The field of FTD research is at the point of no return; clinical trials have either just started or on the brink of doing so. This is a major turning point as we will start collecting valuable data on the effects various drug interventions have on the disease course. Are they efficient? This is the question that we are working towards answering and in order to ascertain this, we need to have reliable biomarkers of the disease. These are changes (biological, behavioural, cognitive, brain structure or function) which will serve as indicators of whether the disease is slowing, stopping, or still progressing.

Today’s talks encompassed various elements, from how to dissociate psychiatric from neurodegenerative symptoms to the use of novel imaging methods to tap into the underlying brain connectivity and neurophysiological changes which occur in FTD. A few speakers shared their research on assessing social and emotional cognition in people with FTD, highlighting the difficulty in measuring such deficits: how can we do this in a sensible way cross-culturally whilst also ensuring consistency across the globe? Some discussions were centred around labels given as diagnoses; should “semantic dementia” be used to designate individuals without primary language deficits but who do not fit the criteria for behavioural variant FTD either? Moreover, researchers put forward new ways of assessing brain changes on a global scale as well as how to develop new predictive models of longitudinal brain changes. 

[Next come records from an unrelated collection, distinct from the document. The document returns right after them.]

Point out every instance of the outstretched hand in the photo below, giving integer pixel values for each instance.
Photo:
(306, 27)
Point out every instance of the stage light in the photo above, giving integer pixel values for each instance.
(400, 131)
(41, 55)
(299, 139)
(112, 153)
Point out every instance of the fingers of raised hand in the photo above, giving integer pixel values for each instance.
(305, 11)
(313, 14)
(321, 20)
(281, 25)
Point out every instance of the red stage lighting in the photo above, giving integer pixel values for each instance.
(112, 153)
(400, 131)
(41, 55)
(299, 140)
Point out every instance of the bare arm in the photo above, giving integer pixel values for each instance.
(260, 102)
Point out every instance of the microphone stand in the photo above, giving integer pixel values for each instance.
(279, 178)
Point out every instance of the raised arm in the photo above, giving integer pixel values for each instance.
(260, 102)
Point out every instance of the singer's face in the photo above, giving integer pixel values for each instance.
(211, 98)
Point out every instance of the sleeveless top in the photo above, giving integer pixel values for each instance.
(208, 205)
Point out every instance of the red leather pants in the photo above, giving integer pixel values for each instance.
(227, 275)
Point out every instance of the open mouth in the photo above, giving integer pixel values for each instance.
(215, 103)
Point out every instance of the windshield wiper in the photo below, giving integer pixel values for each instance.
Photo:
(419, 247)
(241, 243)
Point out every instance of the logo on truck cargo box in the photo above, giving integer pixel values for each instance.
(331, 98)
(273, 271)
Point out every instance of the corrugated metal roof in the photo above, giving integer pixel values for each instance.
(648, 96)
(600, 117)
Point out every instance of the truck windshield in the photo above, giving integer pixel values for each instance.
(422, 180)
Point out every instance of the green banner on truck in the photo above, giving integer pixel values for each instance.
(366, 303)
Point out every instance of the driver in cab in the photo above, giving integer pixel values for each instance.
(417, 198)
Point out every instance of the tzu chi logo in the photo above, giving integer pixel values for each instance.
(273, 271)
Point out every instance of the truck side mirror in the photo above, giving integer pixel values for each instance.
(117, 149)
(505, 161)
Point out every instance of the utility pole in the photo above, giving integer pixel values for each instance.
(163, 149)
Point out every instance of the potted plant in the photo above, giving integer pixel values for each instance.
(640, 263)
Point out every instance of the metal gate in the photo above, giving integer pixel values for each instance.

In the last part of the session, speakers discussed fluid biomarkers which have recently shown potential as therapy outcome measures such as neurofilament light chain, a protein usually expressed in neurons, but which can be found in the cerebrospinal fluid of people with FTD. Finally, a novel model was put forward which includes such biomarkers, an individual’s age and the average age at onset of symptoms of patients with the same mutation, to predict individuals’ estimated age at which they will develop symptoms.

What a great start to the event! The team is already bustling with queries, ideas and suggestions of how we could integrate these interesting new methods and findings into our own research. We are looking forward to further talks and discussions in the next few days!